Open AccessHalf‐of‐the‐sites reactivity of outer‐membrane phospholipase A against an active‐site‐directed inhibitor
Author(s) -
UbarretxenaBelandia Iban,
Cox Ruud C.,
Dijkman Ruud,
Egmond Maarten R.,
M. Verheij Hubertus,
Dekker Niek
Publication year - 1999
Publication title -
european journal of biochemistry
Language(s) - English
Resource type - Journals
eISSN - 1432-1033
pISSN - 0014-2956
DOI - 10.1046/j.1432-1327.1999.00221.x
Subject(s) - active site , chemistry , enzyme , stereochemistry , reactivity (psychology) , enzyme inhibitor , phospholipase a2 , phospholipase a , phospholipase , membrane , biochemistry , medicine , alternative medicine , pathology
The reaction of a novel active‐site‐directed phospholipase A 1 inhibitor with the outer‐membrane phospholipase A (OMPLA) was investigated. The inhibitor 1‐ p ‐nitrophenyl‐octylphosphonate‐2‐tridecylcarbamoyl‐3‐ethanesulfonyl‐amino‐3‐deoxy‐ sn ‐glycerol irreversibly inactivated OMPLA. The inhibition reaction did not require the cofactor calcium or an unprotonated active‐site His142. The inhibition of the enzyme solubilized in hexadecylphosphocholine micelles was characterized by a rapid ( t 1/2 = 20 min) and complete loss of enzymatic activity, concurrent with the covalent modification of 50% of the active‐site serines, as judged from the amount of p ‐nitrophenolate (PNP) released.
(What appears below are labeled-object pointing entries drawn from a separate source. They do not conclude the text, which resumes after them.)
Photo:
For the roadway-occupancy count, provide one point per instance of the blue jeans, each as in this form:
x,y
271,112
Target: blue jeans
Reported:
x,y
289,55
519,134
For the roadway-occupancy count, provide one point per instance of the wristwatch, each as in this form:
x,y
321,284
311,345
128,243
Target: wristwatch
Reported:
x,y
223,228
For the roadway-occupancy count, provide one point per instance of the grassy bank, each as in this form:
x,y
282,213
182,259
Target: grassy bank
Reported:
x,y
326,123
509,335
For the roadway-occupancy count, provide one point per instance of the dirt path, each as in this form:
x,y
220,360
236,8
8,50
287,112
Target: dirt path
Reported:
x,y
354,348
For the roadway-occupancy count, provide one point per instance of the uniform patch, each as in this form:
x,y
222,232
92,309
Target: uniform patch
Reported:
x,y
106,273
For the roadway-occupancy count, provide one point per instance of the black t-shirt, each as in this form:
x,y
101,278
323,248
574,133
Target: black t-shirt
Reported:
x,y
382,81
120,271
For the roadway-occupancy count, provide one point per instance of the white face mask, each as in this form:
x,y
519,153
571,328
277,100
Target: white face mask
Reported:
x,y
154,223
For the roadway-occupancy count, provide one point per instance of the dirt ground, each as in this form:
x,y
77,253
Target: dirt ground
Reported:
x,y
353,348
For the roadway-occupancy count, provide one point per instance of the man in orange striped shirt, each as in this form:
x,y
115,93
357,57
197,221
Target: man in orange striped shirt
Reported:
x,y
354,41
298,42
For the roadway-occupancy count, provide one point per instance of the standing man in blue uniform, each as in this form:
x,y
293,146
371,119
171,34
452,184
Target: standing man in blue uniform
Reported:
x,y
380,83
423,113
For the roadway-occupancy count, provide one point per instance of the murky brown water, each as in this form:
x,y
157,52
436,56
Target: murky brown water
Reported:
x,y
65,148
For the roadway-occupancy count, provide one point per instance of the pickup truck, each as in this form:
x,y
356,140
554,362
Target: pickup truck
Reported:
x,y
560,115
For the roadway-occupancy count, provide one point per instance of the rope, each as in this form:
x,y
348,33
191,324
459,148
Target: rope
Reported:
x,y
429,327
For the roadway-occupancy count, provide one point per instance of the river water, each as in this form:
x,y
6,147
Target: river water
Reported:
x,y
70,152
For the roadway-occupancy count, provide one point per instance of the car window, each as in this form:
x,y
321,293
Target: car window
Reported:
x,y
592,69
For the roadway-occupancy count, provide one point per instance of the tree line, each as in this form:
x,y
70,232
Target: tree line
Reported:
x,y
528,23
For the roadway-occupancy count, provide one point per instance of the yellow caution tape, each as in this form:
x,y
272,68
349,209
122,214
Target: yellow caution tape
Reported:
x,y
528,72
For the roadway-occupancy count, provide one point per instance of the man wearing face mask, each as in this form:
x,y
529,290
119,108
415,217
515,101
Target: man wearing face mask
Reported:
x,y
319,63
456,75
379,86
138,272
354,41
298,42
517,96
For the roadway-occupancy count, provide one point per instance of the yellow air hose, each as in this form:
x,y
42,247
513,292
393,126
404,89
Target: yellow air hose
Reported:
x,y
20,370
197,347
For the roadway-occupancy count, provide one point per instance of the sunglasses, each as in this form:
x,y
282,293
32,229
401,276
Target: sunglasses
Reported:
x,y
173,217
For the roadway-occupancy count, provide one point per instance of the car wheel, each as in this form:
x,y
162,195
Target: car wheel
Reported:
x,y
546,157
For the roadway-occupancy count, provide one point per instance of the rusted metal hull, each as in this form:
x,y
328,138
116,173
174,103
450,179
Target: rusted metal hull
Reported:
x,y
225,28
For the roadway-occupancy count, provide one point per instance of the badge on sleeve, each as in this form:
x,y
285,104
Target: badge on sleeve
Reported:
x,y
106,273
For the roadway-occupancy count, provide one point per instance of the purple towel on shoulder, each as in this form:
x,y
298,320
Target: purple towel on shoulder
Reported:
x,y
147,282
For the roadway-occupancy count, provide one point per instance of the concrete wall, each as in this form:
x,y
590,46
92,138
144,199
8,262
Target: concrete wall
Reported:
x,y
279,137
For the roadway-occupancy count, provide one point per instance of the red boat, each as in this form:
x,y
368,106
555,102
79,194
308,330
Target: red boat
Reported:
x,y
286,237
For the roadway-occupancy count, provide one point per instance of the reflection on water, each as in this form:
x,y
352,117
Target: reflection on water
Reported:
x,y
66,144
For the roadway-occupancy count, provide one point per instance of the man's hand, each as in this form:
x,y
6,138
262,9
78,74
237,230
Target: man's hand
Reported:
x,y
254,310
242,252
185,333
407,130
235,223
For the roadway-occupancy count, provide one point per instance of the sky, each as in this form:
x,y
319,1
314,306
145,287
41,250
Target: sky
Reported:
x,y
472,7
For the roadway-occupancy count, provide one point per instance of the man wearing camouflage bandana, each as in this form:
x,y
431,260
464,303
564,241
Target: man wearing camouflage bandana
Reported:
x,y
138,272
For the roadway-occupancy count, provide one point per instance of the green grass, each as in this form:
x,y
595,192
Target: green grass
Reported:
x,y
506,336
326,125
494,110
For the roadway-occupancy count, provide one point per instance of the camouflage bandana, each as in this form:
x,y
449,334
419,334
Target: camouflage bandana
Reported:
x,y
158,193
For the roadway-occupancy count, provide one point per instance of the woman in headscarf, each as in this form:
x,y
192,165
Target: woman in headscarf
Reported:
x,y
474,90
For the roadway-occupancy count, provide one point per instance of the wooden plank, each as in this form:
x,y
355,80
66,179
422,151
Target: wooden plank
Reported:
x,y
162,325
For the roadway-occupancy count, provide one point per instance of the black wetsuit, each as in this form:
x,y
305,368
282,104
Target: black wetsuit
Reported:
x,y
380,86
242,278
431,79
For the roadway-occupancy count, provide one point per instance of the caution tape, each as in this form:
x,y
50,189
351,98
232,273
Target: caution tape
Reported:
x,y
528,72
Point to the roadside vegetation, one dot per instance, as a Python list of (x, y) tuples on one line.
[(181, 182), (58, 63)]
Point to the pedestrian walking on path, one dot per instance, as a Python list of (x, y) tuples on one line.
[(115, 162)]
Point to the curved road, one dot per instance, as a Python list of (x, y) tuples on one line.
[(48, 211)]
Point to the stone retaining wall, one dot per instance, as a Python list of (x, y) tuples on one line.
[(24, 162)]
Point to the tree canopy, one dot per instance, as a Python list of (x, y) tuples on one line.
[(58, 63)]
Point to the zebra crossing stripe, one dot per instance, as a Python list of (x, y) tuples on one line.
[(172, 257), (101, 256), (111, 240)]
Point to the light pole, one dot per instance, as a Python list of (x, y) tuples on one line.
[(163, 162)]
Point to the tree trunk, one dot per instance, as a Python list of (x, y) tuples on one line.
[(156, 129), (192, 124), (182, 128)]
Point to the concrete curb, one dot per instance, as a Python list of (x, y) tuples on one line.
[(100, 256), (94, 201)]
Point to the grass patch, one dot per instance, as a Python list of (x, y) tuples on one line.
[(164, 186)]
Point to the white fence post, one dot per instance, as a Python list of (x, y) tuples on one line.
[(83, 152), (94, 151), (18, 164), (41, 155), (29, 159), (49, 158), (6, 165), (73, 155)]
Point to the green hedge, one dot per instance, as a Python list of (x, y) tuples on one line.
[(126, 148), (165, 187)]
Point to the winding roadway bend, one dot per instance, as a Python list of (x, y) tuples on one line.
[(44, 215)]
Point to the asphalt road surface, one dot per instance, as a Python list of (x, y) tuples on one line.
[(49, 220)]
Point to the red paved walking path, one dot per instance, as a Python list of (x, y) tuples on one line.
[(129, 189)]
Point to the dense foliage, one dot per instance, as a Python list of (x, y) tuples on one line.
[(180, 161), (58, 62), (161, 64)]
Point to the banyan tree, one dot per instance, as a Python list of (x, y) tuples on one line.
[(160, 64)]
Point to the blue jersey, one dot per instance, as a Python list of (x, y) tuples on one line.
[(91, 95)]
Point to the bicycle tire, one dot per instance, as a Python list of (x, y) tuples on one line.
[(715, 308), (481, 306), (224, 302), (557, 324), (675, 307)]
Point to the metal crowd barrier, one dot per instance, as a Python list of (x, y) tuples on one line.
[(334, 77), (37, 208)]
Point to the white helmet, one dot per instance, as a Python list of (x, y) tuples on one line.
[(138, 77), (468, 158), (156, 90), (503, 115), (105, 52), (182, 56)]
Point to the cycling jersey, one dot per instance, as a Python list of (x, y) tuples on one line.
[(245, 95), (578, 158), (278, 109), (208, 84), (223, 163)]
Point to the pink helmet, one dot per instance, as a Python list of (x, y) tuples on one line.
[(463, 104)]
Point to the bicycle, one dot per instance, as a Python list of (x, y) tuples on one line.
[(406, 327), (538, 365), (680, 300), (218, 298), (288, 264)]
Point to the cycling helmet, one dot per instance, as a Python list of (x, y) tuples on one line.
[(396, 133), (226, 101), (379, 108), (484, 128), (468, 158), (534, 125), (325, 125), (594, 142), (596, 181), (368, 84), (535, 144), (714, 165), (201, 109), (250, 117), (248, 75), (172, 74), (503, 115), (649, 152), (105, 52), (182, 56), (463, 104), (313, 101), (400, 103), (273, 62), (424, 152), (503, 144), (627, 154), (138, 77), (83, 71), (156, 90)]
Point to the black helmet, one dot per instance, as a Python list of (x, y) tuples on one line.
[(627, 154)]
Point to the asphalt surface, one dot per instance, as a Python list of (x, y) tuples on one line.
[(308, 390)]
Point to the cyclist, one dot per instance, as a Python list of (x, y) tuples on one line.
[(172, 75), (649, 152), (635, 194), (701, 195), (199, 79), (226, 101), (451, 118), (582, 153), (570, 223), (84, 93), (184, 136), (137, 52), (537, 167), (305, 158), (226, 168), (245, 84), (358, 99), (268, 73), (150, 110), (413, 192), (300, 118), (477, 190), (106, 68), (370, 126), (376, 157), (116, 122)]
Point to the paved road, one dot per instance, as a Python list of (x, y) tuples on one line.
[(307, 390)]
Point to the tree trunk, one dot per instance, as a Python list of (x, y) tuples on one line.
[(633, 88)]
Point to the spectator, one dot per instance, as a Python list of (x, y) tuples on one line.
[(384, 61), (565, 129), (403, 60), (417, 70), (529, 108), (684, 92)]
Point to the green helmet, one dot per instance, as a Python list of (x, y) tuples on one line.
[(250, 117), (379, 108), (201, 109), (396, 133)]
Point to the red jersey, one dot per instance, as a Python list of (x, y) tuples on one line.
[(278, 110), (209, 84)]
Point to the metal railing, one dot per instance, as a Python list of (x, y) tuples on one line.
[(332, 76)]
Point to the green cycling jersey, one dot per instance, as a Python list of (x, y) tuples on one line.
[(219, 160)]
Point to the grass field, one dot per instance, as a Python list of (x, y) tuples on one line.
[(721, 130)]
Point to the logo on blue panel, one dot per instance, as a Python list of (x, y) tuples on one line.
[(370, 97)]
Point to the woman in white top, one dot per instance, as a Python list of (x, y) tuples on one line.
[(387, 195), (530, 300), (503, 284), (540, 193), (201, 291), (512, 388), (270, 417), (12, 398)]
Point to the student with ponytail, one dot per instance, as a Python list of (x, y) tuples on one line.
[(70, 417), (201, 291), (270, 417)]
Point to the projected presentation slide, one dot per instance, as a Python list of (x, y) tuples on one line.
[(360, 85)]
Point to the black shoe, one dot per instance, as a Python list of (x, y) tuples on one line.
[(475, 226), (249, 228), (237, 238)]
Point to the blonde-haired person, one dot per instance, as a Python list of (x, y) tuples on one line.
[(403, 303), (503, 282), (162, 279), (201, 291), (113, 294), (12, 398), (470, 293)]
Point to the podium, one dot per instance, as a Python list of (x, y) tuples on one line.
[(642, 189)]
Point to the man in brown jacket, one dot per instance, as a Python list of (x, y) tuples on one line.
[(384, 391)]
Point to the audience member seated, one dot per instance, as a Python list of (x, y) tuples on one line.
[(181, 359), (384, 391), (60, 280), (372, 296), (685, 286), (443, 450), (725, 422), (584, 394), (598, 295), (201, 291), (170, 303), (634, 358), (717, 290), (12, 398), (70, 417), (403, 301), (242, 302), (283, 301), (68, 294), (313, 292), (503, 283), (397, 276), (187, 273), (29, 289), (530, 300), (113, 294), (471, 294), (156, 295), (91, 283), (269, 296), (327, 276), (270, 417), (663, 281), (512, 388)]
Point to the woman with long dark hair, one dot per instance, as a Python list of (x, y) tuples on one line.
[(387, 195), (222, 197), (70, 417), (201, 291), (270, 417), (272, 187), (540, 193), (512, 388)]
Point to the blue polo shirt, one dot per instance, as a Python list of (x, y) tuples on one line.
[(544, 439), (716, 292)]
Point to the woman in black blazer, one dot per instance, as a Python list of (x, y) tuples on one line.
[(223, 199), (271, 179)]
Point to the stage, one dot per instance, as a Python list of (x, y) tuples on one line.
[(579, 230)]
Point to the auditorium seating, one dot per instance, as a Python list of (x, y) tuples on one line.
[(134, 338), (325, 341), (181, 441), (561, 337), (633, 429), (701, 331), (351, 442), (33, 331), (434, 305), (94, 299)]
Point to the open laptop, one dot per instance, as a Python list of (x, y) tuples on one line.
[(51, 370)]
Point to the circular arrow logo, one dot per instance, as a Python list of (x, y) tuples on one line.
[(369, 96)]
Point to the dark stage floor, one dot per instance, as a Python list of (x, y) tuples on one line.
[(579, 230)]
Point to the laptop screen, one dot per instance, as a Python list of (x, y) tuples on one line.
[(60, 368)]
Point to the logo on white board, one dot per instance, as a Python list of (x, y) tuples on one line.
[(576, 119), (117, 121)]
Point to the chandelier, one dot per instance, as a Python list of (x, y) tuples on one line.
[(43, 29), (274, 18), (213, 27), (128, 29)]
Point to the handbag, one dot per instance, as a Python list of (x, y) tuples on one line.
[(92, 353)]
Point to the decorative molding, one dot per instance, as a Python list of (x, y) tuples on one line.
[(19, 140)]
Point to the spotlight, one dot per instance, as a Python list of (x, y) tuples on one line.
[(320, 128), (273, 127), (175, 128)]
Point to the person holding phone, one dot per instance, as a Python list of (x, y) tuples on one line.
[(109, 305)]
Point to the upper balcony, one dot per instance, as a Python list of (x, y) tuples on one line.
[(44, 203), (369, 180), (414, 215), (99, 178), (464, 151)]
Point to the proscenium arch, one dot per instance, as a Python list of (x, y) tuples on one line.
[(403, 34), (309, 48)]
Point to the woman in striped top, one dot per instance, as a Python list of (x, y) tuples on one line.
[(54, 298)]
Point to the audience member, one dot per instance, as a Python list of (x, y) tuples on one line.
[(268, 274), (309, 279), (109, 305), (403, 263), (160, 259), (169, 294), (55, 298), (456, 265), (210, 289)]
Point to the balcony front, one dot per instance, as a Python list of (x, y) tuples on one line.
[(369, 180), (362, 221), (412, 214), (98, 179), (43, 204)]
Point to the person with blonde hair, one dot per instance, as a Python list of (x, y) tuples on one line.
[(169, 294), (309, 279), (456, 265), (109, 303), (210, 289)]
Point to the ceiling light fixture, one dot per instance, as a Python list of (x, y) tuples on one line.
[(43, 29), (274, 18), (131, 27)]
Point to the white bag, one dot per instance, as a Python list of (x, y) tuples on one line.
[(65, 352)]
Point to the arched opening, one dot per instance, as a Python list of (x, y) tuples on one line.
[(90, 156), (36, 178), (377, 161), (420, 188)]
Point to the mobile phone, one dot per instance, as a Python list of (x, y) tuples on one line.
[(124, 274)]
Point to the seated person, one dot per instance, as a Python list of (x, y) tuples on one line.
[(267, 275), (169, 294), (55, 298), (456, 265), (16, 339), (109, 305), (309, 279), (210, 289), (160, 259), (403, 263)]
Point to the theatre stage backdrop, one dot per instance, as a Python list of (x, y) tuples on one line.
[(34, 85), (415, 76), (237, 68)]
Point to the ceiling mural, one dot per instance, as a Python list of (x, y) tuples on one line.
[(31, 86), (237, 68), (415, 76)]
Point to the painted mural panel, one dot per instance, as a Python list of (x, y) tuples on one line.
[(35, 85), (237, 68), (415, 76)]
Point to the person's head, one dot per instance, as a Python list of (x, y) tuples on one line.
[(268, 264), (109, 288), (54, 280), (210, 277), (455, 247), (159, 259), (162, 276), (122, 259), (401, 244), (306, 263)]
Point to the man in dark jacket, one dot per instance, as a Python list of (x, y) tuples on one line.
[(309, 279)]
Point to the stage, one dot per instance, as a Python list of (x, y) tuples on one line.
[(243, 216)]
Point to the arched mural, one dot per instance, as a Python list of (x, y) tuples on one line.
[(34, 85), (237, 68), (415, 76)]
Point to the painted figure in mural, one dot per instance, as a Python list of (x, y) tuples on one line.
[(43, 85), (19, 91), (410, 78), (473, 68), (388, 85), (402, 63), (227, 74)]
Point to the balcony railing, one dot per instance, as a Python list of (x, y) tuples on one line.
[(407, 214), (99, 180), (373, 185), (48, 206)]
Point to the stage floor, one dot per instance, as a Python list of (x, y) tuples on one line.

Modification of the remaining 50% occurred at a much lower rate, indicative of half‐of‐the‐sites reactivity against the inhibitor of this dimeric enzyme. Inhibition of monomeric OMPLA solubilized in hexadecyl‐ N,N‐ dimethyl‐1‐ammonio‐3‐propanesulfonate resulted in an equimolar monophasic release of PNP, concurrent with the loss of enzymatic activity ( t 1/2 = 14 min). The half‐of‐the‐sites reactivity is discussed in view of the dimeric nature of this enzyme.